There are 2 entries for this date: Virginia Woolf and Robert Burns.

Virginia Woolf

On this date in 1882, novelist and essayist Virginia Woolf, nee Adeline Virginia Stephen, the daughter of freethinker Sir Leslie Stephen, and Julia Jackson Duckworth, was born in London. Starting at an early age, she and her sister Vanessa were sexually abused by two half-brothers. Virginia's mother died when she was in her early teens. This was followed by the death of her caretaking half-sister Stella, then her father from a slow cancer in 1904, and finally her brother Toby in 1906. Virginia had the first of several major breakdowns following Toby's death. Virginia moved into the home of her sister Vanessa and her husband Clive Bell in Bloomsbury, which became the hub of the intellectual and largely freethinking Bloomsbury group. In 1905, Virginia began working for the Times Literary Supplement. She married Leonard Woolf in 1912. Her first book, The Voyage Out, was published in 1915, followed by Night and Day (1919), Jacob's Room (1922), Mrs. Dalloway (1925), and Orlando (1938). Woolf wrote more than 500 essays, among them "A Room of One's Own" (1929), in which she famously observed: "A woman must have money and a room of her own if she is to write fiction." Her "Three Guineas" was likewise a feminist rallying cry to women to come into their own. Woolf pioneered the modern novel, employing stream-of-consciousness and a non-linear narrative. Orlando featured an androgynous protagonist, reputedly inspired by Vita Sackville-West, with whom Virginia Woolf had a love affair. Virginia Woolf committed suicide by drowning herself during a recurring period of mental breakdown and despair in early WWII, writing her husband: "I owe all my happiness to you but can't go on and spoil your life." D. 1941.
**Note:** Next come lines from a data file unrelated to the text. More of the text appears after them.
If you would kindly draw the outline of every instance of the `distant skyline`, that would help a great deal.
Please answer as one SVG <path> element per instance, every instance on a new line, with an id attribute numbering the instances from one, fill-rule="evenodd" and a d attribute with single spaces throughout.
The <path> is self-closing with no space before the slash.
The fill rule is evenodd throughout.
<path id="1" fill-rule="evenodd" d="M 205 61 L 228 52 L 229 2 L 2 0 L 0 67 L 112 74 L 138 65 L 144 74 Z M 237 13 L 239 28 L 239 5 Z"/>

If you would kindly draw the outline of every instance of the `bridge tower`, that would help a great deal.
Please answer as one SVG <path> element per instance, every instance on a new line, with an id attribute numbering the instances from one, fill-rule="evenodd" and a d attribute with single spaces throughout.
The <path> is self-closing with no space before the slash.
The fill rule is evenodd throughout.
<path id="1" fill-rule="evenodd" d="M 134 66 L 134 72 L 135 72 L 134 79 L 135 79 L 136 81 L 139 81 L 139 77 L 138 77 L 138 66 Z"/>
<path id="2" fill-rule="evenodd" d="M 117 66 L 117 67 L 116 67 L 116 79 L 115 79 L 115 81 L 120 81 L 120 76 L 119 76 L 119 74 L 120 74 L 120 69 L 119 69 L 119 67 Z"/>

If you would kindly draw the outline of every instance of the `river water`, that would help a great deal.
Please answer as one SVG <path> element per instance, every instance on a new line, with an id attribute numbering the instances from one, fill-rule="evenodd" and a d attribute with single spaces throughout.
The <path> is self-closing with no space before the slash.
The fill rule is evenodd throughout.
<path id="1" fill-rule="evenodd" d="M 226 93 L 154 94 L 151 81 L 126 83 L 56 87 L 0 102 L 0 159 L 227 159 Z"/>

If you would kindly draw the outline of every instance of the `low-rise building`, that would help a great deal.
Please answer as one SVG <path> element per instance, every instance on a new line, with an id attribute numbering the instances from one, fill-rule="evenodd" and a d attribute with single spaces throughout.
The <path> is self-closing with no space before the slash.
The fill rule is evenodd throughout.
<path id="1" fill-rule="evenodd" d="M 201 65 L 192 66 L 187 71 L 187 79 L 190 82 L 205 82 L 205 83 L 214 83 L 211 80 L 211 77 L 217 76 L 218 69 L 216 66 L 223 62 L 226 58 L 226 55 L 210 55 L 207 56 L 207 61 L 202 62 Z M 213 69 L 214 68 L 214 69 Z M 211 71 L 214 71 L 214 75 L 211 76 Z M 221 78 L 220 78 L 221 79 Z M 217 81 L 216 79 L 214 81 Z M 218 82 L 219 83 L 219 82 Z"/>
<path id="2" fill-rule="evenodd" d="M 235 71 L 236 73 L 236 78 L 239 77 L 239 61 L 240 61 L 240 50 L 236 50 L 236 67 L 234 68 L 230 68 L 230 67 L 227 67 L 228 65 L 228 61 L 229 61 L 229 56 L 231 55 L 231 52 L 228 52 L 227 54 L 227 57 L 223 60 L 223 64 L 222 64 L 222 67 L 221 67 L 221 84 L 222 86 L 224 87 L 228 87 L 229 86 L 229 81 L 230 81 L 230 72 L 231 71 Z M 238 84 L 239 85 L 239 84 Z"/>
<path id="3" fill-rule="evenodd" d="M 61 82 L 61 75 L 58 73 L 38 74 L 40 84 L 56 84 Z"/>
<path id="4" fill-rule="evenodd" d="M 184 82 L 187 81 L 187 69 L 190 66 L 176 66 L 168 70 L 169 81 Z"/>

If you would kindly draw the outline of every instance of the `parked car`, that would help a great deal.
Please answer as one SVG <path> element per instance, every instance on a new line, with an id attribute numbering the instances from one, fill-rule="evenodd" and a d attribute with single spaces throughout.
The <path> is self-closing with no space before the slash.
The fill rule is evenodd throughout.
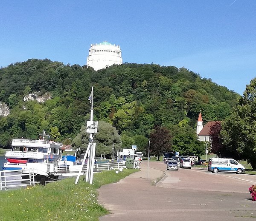
<path id="1" fill-rule="evenodd" d="M 165 158 L 163 162 L 165 164 L 167 164 L 169 161 L 173 161 L 174 160 L 171 157 L 166 157 L 166 158 Z"/>
<path id="2" fill-rule="evenodd" d="M 180 168 L 189 168 L 191 169 L 191 161 L 187 159 L 184 159 L 180 163 Z"/>
<path id="3" fill-rule="evenodd" d="M 179 170 L 178 164 L 176 161 L 169 161 L 167 164 L 167 170 Z"/>
<path id="4" fill-rule="evenodd" d="M 234 159 L 230 158 L 211 158 L 208 170 L 213 173 L 218 172 L 233 172 L 241 174 L 245 172 L 245 168 Z"/>
<path id="5" fill-rule="evenodd" d="M 199 164 L 200 165 L 208 165 L 208 162 L 205 160 L 200 160 Z"/>

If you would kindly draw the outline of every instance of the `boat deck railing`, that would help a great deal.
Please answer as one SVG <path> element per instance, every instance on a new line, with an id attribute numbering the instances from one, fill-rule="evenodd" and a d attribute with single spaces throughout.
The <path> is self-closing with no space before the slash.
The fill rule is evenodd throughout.
<path id="1" fill-rule="evenodd" d="M 28 140 L 26 139 L 14 139 L 12 142 L 12 145 L 15 146 L 16 143 L 34 143 L 34 144 L 50 144 L 52 143 L 52 142 L 50 140 Z M 13 145 L 13 144 L 14 145 Z"/>
<path id="2" fill-rule="evenodd" d="M 68 165 L 61 165 L 55 167 L 54 173 L 58 173 L 79 172 L 81 170 L 81 165 L 77 165 L 75 166 L 70 166 Z M 76 170 L 74 170 L 74 167 L 76 168 Z M 125 167 L 125 164 L 119 162 L 94 164 L 93 172 L 102 172 L 104 170 L 119 170 Z M 82 173 L 85 173 L 87 171 L 87 165 L 84 164 L 83 167 L 81 172 Z"/>
<path id="3" fill-rule="evenodd" d="M 35 186 L 35 176 L 33 169 L 29 170 L 26 176 L 28 178 L 22 178 L 22 170 L 0 171 L 0 190 L 7 190 L 27 186 Z"/>

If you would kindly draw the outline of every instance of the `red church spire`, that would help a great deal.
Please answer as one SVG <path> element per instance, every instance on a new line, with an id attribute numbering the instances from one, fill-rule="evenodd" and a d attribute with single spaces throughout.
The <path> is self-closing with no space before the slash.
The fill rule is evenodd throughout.
<path id="1" fill-rule="evenodd" d="M 201 112 L 199 113 L 199 116 L 198 116 L 198 121 L 201 121 L 203 122 L 203 120 L 202 119 L 202 114 L 201 114 Z"/>

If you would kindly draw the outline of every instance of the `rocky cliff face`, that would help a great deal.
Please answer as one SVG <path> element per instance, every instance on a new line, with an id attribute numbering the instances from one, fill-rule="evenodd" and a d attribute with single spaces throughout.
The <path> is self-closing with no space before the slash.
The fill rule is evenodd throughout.
<path id="1" fill-rule="evenodd" d="M 49 93 L 46 93 L 43 95 L 39 95 L 40 92 L 33 92 L 29 94 L 24 97 L 23 100 L 24 101 L 27 101 L 28 100 L 35 100 L 39 103 L 44 102 L 47 100 L 49 100 L 52 98 L 51 95 Z"/>
<path id="2" fill-rule="evenodd" d="M 0 116 L 6 116 L 10 113 L 10 109 L 4 102 L 0 101 Z"/>

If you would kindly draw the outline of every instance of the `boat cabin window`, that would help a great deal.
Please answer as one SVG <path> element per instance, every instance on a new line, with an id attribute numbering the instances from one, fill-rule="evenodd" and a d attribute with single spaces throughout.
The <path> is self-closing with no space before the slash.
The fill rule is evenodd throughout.
<path id="1" fill-rule="evenodd" d="M 53 154 L 54 153 L 58 153 L 58 149 L 59 148 L 52 148 L 52 150 L 51 150 L 51 153 L 52 154 Z"/>
<path id="2" fill-rule="evenodd" d="M 12 147 L 12 150 L 13 151 L 20 151 L 21 147 Z"/>

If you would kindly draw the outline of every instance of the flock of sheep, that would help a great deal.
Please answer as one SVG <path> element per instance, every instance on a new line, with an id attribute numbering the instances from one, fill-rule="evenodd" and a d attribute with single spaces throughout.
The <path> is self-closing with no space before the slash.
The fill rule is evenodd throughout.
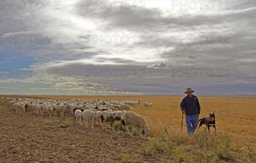
<path id="1" fill-rule="evenodd" d="M 1 100 L 5 100 L 5 98 Z M 135 127 L 142 129 L 140 133 L 148 136 L 150 129 L 147 125 L 144 118 L 133 112 L 131 107 L 136 108 L 140 105 L 140 101 L 121 101 L 94 99 L 92 101 L 85 101 L 78 99 L 44 99 L 7 98 L 9 101 L 10 107 L 15 106 L 17 113 L 29 111 L 50 117 L 52 115 L 59 114 L 63 116 L 64 112 L 67 110 L 70 115 L 75 116 L 77 122 L 81 125 L 81 121 L 84 121 L 85 127 L 88 127 L 88 124 L 91 123 L 93 128 L 93 121 L 97 124 L 98 122 L 104 130 L 106 128 L 107 123 L 113 127 L 116 121 L 120 121 L 126 127 L 126 133 L 133 135 Z M 153 104 L 144 102 L 143 107 L 152 107 Z M 73 116 L 73 115 L 72 115 Z M 132 132 L 130 133 L 128 126 L 132 126 Z M 109 127 L 108 127 L 109 128 Z"/>

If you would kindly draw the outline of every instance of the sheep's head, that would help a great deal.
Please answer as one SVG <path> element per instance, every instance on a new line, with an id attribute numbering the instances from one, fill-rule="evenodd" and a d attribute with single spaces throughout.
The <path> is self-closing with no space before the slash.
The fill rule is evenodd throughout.
<path id="1" fill-rule="evenodd" d="M 116 113 L 113 114 L 113 117 L 114 118 L 115 121 L 120 121 L 122 119 L 121 117 L 117 115 Z"/>
<path id="2" fill-rule="evenodd" d="M 121 123 L 123 125 L 125 126 L 126 126 L 126 125 L 125 124 L 125 120 L 122 118 L 121 119 Z"/>
<path id="3" fill-rule="evenodd" d="M 93 115 L 95 117 L 99 117 L 99 115 L 97 112 L 93 112 Z"/>

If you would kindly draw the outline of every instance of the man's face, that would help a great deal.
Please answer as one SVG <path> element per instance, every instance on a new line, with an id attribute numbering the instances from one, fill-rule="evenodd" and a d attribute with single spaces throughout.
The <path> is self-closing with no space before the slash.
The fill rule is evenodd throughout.
<path id="1" fill-rule="evenodd" d="M 192 91 L 188 92 L 187 94 L 189 96 L 191 96 L 192 95 Z"/>

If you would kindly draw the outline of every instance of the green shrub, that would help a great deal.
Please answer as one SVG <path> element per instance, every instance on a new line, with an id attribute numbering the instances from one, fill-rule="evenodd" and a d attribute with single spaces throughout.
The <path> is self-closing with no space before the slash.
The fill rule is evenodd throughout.
<path id="1" fill-rule="evenodd" d="M 145 146 L 142 144 L 141 147 L 141 154 L 146 156 L 152 155 L 152 153 L 154 151 L 154 149 L 150 144 Z"/>
<path id="2" fill-rule="evenodd" d="M 127 154 L 122 154 L 122 163 L 130 163 L 132 162 L 132 159 Z"/>
<path id="3" fill-rule="evenodd" d="M 220 159 L 227 161 L 235 160 L 236 154 L 232 151 L 231 143 L 231 138 L 229 135 L 227 134 L 221 135 L 218 147 L 215 150 Z"/>
<path id="4" fill-rule="evenodd" d="M 94 139 L 93 141 L 93 146 L 96 146 L 98 144 L 98 141 L 96 139 Z"/>
<path id="5" fill-rule="evenodd" d="M 52 124 L 52 121 L 50 119 L 48 119 L 47 120 L 45 120 L 44 123 L 44 124 L 46 124 L 47 125 Z"/>

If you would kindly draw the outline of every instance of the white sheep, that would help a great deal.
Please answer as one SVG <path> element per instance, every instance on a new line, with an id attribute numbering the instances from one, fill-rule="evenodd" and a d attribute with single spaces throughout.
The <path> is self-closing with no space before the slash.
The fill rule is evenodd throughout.
<path id="1" fill-rule="evenodd" d="M 107 122 L 110 122 L 111 126 L 113 127 L 114 122 L 116 121 L 121 120 L 121 117 L 119 117 L 113 112 L 109 112 L 108 111 L 103 111 L 101 113 L 101 119 L 102 123 L 102 130 L 104 130 L 104 125 L 105 128 Z M 113 131 L 114 131 L 113 127 Z"/>
<path id="2" fill-rule="evenodd" d="M 39 105 L 39 110 L 40 111 L 40 113 L 42 115 L 44 115 L 44 109 L 45 108 L 45 107 L 44 104 L 41 104 Z"/>
<path id="3" fill-rule="evenodd" d="M 91 111 L 92 111 L 93 112 L 96 112 L 96 111 L 97 111 L 97 110 L 96 110 L 96 109 L 93 109 L 93 108 L 88 108 L 88 110 L 91 110 Z"/>
<path id="4" fill-rule="evenodd" d="M 13 105 L 14 104 L 15 104 L 15 101 L 9 101 L 9 105 L 10 106 L 10 107 L 11 107 L 12 105 Z"/>
<path id="5" fill-rule="evenodd" d="M 83 117 L 82 116 L 82 111 L 81 110 L 78 109 L 76 110 L 75 111 L 75 116 L 76 117 L 76 121 L 79 122 L 80 125 L 81 125 L 81 119 L 83 120 Z"/>
<path id="6" fill-rule="evenodd" d="M 80 106 L 76 105 L 72 105 L 71 107 L 70 113 L 70 115 L 71 115 L 71 113 L 72 113 L 72 114 L 74 114 L 74 113 L 75 113 L 74 112 L 74 109 L 75 109 L 75 108 L 80 108 L 81 109 L 83 109 L 85 106 L 86 105 L 85 104 Z"/>
<path id="7" fill-rule="evenodd" d="M 35 106 L 35 113 L 39 113 L 39 104 L 36 104 Z"/>
<path id="8" fill-rule="evenodd" d="M 100 110 L 98 110 L 98 111 L 97 111 L 97 112 L 99 114 L 99 118 L 98 119 L 96 119 L 96 124 L 98 124 L 98 121 L 99 121 L 99 124 L 100 124 L 100 123 L 101 123 L 101 119 L 100 119 L 100 117 L 101 117 L 101 113 L 102 113 L 102 111 L 100 111 Z"/>
<path id="9" fill-rule="evenodd" d="M 124 110 L 124 111 L 123 111 L 122 112 L 122 113 L 121 113 L 121 118 L 122 118 L 122 117 L 123 117 L 123 116 L 124 116 L 124 115 L 125 115 L 125 113 L 126 112 L 127 112 L 127 111 L 125 111 L 125 110 Z"/>
<path id="10" fill-rule="evenodd" d="M 52 111 L 54 111 L 54 113 L 56 115 L 56 111 L 57 111 L 57 105 L 55 104 L 53 104 L 52 105 Z"/>
<path id="11" fill-rule="evenodd" d="M 135 127 L 138 127 L 139 129 L 143 129 L 142 133 L 145 134 L 146 136 L 149 135 L 150 134 L 150 129 L 147 125 L 144 118 L 133 112 L 127 112 L 122 117 L 121 120 L 121 123 L 126 126 L 126 133 L 129 135 L 132 136 Z M 132 125 L 132 132 L 130 134 L 128 126 L 129 124 Z M 141 136 L 141 133 L 140 133 L 140 136 Z"/>
<path id="12" fill-rule="evenodd" d="M 114 111 L 113 112 L 116 114 L 116 115 L 118 115 L 119 117 L 121 117 L 121 115 L 122 114 L 122 111 L 120 111 L 120 110 L 118 110 L 118 111 Z"/>
<path id="13" fill-rule="evenodd" d="M 122 105 L 120 105 L 119 106 L 119 108 L 121 110 L 128 110 L 128 111 L 133 111 L 132 109 L 130 107 L 130 106 L 128 105 L 126 105 L 125 104 L 123 104 Z"/>
<path id="14" fill-rule="evenodd" d="M 45 108 L 45 112 L 46 116 L 49 115 L 49 117 L 51 117 L 51 115 L 52 114 L 52 107 L 51 106 L 48 106 Z"/>
<path id="15" fill-rule="evenodd" d="M 23 105 L 17 103 L 15 103 L 14 105 L 15 106 L 15 110 L 17 114 L 18 112 L 20 112 L 20 114 L 22 112 L 25 112 L 25 108 Z"/>
<path id="16" fill-rule="evenodd" d="M 144 102 L 144 103 L 143 104 L 143 107 L 148 107 L 148 106 L 149 106 L 149 104 L 148 104 L 148 102 Z"/>
<path id="17" fill-rule="evenodd" d="M 83 117 L 83 119 L 84 119 L 85 121 L 84 122 L 85 128 L 88 127 L 88 121 L 89 120 L 91 121 L 92 129 L 93 128 L 93 120 L 94 120 L 94 118 L 96 118 L 96 120 L 97 120 L 97 119 L 98 119 L 99 118 L 98 112 L 93 112 L 89 110 L 84 110 L 82 114 L 82 116 Z"/>
<path id="18" fill-rule="evenodd" d="M 60 112 L 60 116 L 64 116 L 64 110 L 65 110 L 65 105 L 60 104 L 57 106 L 56 112 Z"/>

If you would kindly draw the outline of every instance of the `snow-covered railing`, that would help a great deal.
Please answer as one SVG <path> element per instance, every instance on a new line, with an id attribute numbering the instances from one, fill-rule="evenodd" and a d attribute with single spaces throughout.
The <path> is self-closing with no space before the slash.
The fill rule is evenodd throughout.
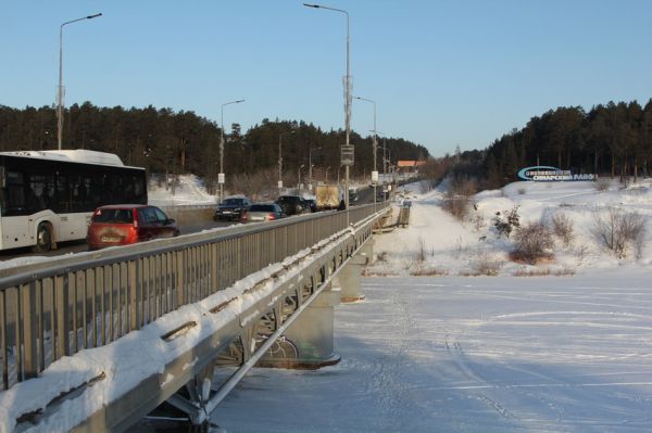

“I read the Book of Job last night--I don't think God comes well out of it.”
-- Virginia Woolf, quote cited by Warren Allen Smith in Who's Who in Hell


Robert Burns

On this date in 1759, Robert Burns was born. The Scottish farmer-poet, who once described himself as being full of "enthusiastic, idiot piety" as a boy, early on questioned religious belief. He directed his pen against Calvinism in his first poem, "Two Herds" (1785), a satire on rival theology, followed by "Holy Willie's Prayer" and "Holy Fair." Biographers, unsure whether to term Burns an agnostic or a deist, agree he rejected Calvinism ("I am in perpetual warfare with that doctrine," letter to Mrs. Dunlop, Aug. 2, 1788), churches ("Courts for cowards were erected, / Churches built to please the priest"), doubted the existence of god ("O Thou Great Being! what thou art / Surpasses me to know"), and the existence of an afterlife. From Burns' poem, "To a Louse on Seeing One on a Lady's Bonnet at Church": "O wad some pow'r the giftie gie us / to see oursels as others see us!/ It wad frae monie a blunder free us / An' foolish notions." He wrote Mrs. Dunlop on Aug. 21, 1792, that "still the damned dogmas of reasoning Philosophy throw in their doubt." The celebrated "Ploughman Poet" bequeathed the world the lyrics of "Auld Lang Syne," striking a welcome secular note with which to end the Western New Year: "We'll take a cup o' kindness yet / For auld lang syne." When he died at age 37 of heart disease, 10,000 people attended the burial. Today his birthdate is celebrated in Scotland and abroad. D. 1797.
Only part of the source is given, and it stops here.